Maude Barlow: The Growing Battle for the Right to Water … By Tara Lohan, AlterNet…. Posted February 14, 2008…. http://www.alternet.org/water/76819/
Maude Barlow's new book about the water crisis is a call to arms to protect a fundamental human right.
From Chile to the Philippines to South Africa to her home country of Canada, Maude Barlow is one of a few people who truly understands the scope of the world's water woes. Her newest book, Blue Covenant: The Global Water Crisis and the Coming Battle for the Right to Water, details her discoveries around the globe about our diminishing water resources, the increasing privatization trend and the grassroots groups that are fighting back against corporate theft, government mismanagement and a changing climate.
I invite each of you to make the time to open the link …http://www.alternet.org/water/76819/ and read Tara Lohan’s article on an absolutely fundamental water issue camouflaged by your Arizona government raging right under your nose in your on back yard…?
Ms. Lohan’s article is about 6 pages in length wherein she attempts to gel this topic of privatization into meaningful bite size, chunks, not an easy task.
There have been a number of individuals and organizations in Arizona who have attempted to shed light and bring into the spot light our government’s move to privatize your water and is implications both short and long term.

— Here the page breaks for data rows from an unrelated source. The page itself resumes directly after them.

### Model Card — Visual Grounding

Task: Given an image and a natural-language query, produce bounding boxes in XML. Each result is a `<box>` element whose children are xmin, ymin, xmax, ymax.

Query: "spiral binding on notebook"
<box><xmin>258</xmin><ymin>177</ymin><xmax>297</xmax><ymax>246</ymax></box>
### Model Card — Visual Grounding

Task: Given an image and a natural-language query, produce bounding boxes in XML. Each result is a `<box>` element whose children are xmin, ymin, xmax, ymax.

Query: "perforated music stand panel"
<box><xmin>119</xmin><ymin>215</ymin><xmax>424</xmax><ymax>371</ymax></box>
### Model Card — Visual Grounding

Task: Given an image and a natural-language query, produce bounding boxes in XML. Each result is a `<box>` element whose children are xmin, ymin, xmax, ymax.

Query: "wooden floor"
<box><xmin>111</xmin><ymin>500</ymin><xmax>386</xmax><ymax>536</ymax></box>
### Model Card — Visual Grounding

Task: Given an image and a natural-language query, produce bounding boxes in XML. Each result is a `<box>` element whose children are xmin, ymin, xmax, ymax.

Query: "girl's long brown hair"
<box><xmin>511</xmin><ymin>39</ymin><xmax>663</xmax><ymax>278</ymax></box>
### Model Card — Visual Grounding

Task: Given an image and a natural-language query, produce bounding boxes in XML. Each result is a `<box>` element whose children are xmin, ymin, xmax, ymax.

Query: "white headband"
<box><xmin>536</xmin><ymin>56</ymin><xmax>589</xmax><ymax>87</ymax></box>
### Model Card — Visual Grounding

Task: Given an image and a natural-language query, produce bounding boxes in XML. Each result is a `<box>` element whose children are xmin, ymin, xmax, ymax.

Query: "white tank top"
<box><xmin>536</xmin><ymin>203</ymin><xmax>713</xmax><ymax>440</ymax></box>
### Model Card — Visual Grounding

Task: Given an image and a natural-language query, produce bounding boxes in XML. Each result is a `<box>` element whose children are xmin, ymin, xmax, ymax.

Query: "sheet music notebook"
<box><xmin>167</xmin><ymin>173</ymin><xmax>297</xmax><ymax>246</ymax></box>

The manner in which our political leaders have chosen to address our lingering water dilemma rates prominence in the article … “and the reality is that we've interrupted the hydrologic cycle in many parts of the world and the American Southwest is one of them.” … “but there is not even an understanding that you've got to stop increasing the demand on water. In the U.S., people are moving into the very area of the country that has no water -- a huge migration is taking place to the American Southwest where they're building more golf courses.” … “I just read about a new water theme park in Arizona that will have waves so big you can have serious surfers, like real surfing in the desert. There is just this lack of understanding about how nature works, how the hydrologic cycle needs to be protected and how watersheds need to be protected, and when you start playing god by moving this stuff around like this we are just creating this massive crisis. There is not enough water for the demands being made on it in the American Southwest.”

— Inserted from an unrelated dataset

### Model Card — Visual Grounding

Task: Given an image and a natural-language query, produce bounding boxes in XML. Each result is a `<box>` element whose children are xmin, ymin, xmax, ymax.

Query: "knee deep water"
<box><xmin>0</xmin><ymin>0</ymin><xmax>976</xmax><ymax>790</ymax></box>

Lohan continues in her article writing … “Well, as water dwindles in the world and available fresh water is becoming more scarce, the demand is growing, water is becoming a commodity, it is becoming valuable to those who want to put a price on it, which is why I called the first book Blue Gold. And this blue gold is attracting private sector interest in many, many ways, and there is a private sector interest coming together to control every level of water, from when we take it out of the ground, bottle it, to how we deliver it, to wastewater treatment, and now the biggest and newest is water reuse and recycling. That sounds benign at first, but when you really start to look at it, really it is about big, big corporations like GE, Dow Chemical, Proctor & Gamble getting into the ownership, control, and recycling of dirty water, which because there are billions of dollars at stake, in my opinion, becomes a disincentive to protect source water. And you can start to understand why governments, in collusion with these companies, are starting to spend millions of dollars on cleanup technology but will not enforce rules to stop pollution in the first place.
And then we have desalination. There are 30 desal plants planned for California alone. They are now talking about nuclear-powered desalination. They are talking about building those plants as we speak. The people in the anti-nuclear movement had better dust off and come back because it is all coming back with desalination. And then there is nanotechnology, which they want to be totally deregulated. I've got a great quote in the book where this guy says, "We are going to do to water what we did to telecommunications in the 1990s," which is total deregulation. They want governments out of the business of water.
I have a whole section in the book on how water has become such a hot commodity. When I wrote Blue Gold there was no water being exchanged on the Stock Exchange, now there are over a dozen indexes just for trading water. It has become a multi-multibillion-dollar industry just overnight. A lot of it is this water reuse -- it is the fast-growing section of the water industry. I argue that there is a race going on over who's going to control water, whether it will be seen as a public commons, a public trust, and part of our collective heritage that also belongs to the earth -- or whether it will be controlled by private corporations, and I don't know who will win.” …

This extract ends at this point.